DataStax Enterprise Node.js Driver
DSE and OSS drivers have been unified
As of the 4.4.0 release of the DataStax Node.js Driver for Apache Cassandra® (OSS Driver), the DataStax Enterprise Node.js Driver (DSE driver) functionality has been merged into a single DataStax driver. Please refer to the blog post for more information on this change.
This driver is built on top of Node.js driver for Apache Cassandra and provides the following additions for DataStax Enterprise:
-
Authenticator
implementations that use the authentication scheme negotiation in the server-sideDseAuthenticator
; - encoders for geospatial types which integrate seamlessly with the driver;
- DSE graph integration.
The DataStax Enterprise Node.js Driver can be used solely with DataStax Enterprise. Please consult the license.
Installation
npm install dse-driver
Documentation
Getting Help
You can use the project mailing list or create a ticket on the Jira issue tracker.
Getting Started
Client
inherits from the CQL driver counterpart Client
.
const dse = require('dse-driver');
const client = new dse.Client({ contactPoints: ['host1', 'host2'], localDataCenter: 'datacenter1' });
const query = 'SELECT name, email FROM users WHERE key = ?';
client.execute(query, [ 'someone' ])
.then(result => console.log('User with email %s', result.rows[0].email));
Along with the rest of asynchronous execution methods in the driver, execute()
returns a Promise
that
can be chained using then()
method. On modern JavaScript engines, promises can be awaited upon using the await
keyword within async functions.
Alternatively, you can use the callback-based execution for all asynchronous methods of the API by providing a callback as the last parameter.

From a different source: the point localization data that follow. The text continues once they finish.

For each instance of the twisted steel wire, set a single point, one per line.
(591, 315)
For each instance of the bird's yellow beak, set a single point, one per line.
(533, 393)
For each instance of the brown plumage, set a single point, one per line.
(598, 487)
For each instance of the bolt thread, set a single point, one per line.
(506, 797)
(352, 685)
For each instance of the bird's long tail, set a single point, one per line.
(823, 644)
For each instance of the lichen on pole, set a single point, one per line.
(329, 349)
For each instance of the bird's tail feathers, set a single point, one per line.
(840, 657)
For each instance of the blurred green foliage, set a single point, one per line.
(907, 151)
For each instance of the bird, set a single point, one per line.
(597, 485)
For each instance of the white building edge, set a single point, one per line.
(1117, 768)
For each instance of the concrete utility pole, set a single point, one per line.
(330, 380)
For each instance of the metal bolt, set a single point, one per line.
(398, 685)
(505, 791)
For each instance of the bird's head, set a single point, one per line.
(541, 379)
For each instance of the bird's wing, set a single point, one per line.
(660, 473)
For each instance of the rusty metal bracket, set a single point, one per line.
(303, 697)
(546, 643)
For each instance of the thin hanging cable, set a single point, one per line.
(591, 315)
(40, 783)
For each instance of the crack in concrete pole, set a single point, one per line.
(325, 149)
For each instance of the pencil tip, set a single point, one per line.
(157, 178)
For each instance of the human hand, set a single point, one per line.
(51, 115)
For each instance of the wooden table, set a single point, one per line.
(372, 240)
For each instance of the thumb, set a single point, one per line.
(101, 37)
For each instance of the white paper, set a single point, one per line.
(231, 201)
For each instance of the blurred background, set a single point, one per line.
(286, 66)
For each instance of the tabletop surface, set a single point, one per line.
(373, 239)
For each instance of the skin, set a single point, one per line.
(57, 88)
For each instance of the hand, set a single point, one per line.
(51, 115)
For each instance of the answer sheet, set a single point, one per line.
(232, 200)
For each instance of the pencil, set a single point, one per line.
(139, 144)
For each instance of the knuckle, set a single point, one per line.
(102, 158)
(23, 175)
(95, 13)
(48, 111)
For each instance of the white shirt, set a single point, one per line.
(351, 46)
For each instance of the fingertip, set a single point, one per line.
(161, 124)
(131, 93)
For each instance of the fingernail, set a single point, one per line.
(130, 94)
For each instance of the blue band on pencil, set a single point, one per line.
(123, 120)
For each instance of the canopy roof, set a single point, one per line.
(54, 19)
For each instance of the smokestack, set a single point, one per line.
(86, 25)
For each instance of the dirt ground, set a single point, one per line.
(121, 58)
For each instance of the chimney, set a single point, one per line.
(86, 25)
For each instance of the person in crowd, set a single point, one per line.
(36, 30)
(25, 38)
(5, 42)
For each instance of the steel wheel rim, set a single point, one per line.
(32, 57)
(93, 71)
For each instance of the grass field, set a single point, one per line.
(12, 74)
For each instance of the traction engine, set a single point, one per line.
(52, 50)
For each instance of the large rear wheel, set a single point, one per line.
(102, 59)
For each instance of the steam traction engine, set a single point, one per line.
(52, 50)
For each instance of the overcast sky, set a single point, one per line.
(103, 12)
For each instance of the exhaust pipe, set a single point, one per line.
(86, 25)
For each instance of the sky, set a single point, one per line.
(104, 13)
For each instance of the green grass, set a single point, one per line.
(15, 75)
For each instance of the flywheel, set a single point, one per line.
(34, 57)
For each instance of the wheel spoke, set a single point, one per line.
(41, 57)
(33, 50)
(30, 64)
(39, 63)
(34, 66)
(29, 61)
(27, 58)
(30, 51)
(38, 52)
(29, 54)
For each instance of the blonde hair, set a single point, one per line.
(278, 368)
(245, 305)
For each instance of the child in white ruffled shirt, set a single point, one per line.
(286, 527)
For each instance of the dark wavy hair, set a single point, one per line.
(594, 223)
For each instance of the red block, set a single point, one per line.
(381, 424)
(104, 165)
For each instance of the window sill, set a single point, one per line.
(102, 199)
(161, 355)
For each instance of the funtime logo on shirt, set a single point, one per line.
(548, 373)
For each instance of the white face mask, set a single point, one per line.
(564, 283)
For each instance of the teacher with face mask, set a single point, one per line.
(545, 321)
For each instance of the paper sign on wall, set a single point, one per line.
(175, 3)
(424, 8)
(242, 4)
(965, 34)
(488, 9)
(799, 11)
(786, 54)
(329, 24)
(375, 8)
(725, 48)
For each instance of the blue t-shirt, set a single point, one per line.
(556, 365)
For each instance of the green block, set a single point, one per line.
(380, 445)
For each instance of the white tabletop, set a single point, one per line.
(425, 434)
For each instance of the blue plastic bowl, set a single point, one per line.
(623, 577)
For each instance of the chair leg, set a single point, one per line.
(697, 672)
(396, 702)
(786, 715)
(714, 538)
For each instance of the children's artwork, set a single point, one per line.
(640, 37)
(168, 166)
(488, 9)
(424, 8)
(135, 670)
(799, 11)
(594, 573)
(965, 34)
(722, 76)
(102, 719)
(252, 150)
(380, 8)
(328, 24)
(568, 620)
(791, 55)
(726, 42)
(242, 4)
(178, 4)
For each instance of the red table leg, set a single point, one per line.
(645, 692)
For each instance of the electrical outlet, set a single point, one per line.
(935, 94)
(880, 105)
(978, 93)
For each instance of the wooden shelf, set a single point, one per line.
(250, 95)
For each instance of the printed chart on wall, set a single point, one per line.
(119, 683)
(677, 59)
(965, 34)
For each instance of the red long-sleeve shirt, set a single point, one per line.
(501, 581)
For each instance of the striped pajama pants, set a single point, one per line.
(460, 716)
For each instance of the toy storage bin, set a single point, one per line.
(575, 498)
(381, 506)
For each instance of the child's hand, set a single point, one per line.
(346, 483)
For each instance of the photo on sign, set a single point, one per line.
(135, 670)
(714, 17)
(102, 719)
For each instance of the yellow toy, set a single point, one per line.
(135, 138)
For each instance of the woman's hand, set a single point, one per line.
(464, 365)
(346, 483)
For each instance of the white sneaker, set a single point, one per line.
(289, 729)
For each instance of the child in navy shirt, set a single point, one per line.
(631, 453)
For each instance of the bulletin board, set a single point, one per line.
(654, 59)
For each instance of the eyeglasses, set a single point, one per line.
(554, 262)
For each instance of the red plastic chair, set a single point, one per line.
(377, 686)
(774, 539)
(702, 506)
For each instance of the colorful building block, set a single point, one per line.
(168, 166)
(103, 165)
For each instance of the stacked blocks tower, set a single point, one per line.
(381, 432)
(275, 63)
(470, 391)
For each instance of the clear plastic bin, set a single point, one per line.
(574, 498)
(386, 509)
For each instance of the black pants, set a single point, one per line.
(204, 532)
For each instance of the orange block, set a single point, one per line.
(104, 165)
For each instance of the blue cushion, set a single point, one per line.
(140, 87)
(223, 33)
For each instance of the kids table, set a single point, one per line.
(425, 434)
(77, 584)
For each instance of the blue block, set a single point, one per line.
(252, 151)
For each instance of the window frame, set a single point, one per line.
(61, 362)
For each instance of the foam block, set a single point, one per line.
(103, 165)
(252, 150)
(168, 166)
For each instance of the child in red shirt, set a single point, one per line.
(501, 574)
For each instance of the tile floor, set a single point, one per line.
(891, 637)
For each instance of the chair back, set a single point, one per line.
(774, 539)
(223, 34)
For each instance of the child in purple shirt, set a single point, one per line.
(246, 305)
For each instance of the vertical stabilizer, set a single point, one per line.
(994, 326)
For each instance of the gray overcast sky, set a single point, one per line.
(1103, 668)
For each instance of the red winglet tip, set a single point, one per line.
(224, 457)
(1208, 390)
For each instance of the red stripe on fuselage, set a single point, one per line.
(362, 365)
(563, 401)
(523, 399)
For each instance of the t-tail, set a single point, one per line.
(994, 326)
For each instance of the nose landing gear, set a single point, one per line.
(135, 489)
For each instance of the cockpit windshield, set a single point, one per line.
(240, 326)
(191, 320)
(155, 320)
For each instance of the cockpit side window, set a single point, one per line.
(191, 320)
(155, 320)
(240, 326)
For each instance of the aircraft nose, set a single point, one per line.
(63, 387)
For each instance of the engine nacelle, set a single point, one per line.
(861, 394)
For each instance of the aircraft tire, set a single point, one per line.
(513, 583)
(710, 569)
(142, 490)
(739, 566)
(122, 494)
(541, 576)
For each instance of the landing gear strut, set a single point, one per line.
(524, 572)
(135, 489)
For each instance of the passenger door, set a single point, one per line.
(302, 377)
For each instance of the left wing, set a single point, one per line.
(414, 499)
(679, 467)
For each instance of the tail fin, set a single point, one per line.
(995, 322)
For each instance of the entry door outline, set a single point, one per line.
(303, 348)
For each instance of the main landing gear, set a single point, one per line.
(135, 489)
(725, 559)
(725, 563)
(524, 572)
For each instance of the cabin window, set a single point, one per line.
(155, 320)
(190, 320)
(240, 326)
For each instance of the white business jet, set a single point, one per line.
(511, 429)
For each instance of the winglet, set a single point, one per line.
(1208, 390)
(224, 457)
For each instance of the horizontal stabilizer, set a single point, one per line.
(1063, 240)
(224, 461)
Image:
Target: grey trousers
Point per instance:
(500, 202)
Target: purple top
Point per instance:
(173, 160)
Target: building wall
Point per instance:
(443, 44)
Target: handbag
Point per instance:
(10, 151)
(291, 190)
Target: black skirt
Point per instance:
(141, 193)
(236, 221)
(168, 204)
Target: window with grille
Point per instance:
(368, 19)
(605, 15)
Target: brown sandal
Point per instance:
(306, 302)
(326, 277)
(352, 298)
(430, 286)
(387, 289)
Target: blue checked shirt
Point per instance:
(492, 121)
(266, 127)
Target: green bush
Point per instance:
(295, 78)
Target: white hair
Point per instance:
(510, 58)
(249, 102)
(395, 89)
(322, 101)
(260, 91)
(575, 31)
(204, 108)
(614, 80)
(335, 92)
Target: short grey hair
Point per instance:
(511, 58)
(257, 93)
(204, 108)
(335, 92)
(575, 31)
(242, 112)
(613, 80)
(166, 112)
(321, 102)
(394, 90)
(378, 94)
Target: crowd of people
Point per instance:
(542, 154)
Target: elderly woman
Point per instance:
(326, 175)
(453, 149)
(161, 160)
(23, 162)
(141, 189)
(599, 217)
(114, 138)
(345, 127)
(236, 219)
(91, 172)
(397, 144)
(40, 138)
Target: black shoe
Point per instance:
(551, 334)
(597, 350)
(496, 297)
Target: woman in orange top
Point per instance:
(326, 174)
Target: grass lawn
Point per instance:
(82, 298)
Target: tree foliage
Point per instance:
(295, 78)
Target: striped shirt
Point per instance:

client.execute(query, [ 'someone' ], function(err, result) {
assert.ifError(err);
console.log('User with email %s', result.rows[0].email);
});
In order to have concise code examples in this documentation, we will use the promise-based API of the driver
along with the await
keyword.
The same submodules structure in the Node.js driver for Apache Cassandra is available in the dse-driver
, for example:
const dse = require('dse-driver');
const Uuid = dse.types.Uuid;
Authentication
For clients connecting to a DSE cluster secured with DseAuthenticator
, two authentication providers are included:
-
DsePlainTextAuthProvider
: Plain-text authentication; -
DseGSSAPIAuthProvider
: GSSAPI authentication;
To configure a provider, pass it when initializing a cluster:
const dse = require('dse-driver');
const client = new dse.Client({
contactPoints: ['h1', 'h2'],
keyspace: 'ks1',
authProvider: new dse.auth.DseGssapiAuthProvider()
});
See the jsdoc of each implementation for more details.
Graph
Client
includes the executeGraph()
method to execute graph queries:
const client = new dse.Client({
contactPoints: ['host1', 'host2'],
profiles: [
new ExecutionProfile('default', {
graphOptions: { name: 'demo' }
})
]
});
// executeGraph() method returns a Promise
const result = await client.executeGraph('g.V()');
const vertex = result.first();
console.log(vertex.label);
Graph Options
You can set graph options in execution profiles when initializing Client
. Also, to avoid providing the graph name
option in each executeGraph()
call, you can set the graph options in the default execution profile:
const client = new dse.Client({
contactPoints: ['host1', 'host2'],
profiles: [
new ExecutionProfile('default', {
graphOptions: { name: 'demo' }
}),
new ExecutionProfile('demo2-profile', {
graphOptions: { name: 'demo2' }
})
]
});
// Execute a traversal on the 'demo' graph
const result = await client.executeGraph(query, params);
If needed, you can specify an execution profile different from the default one:
// Execute a traversal on the 'demo2' graph
client.executeGraph(query, params, { executionProfile: 'demo2-profile'});
Additionally, you can also set the default graph options without using execution profiles (not recommended).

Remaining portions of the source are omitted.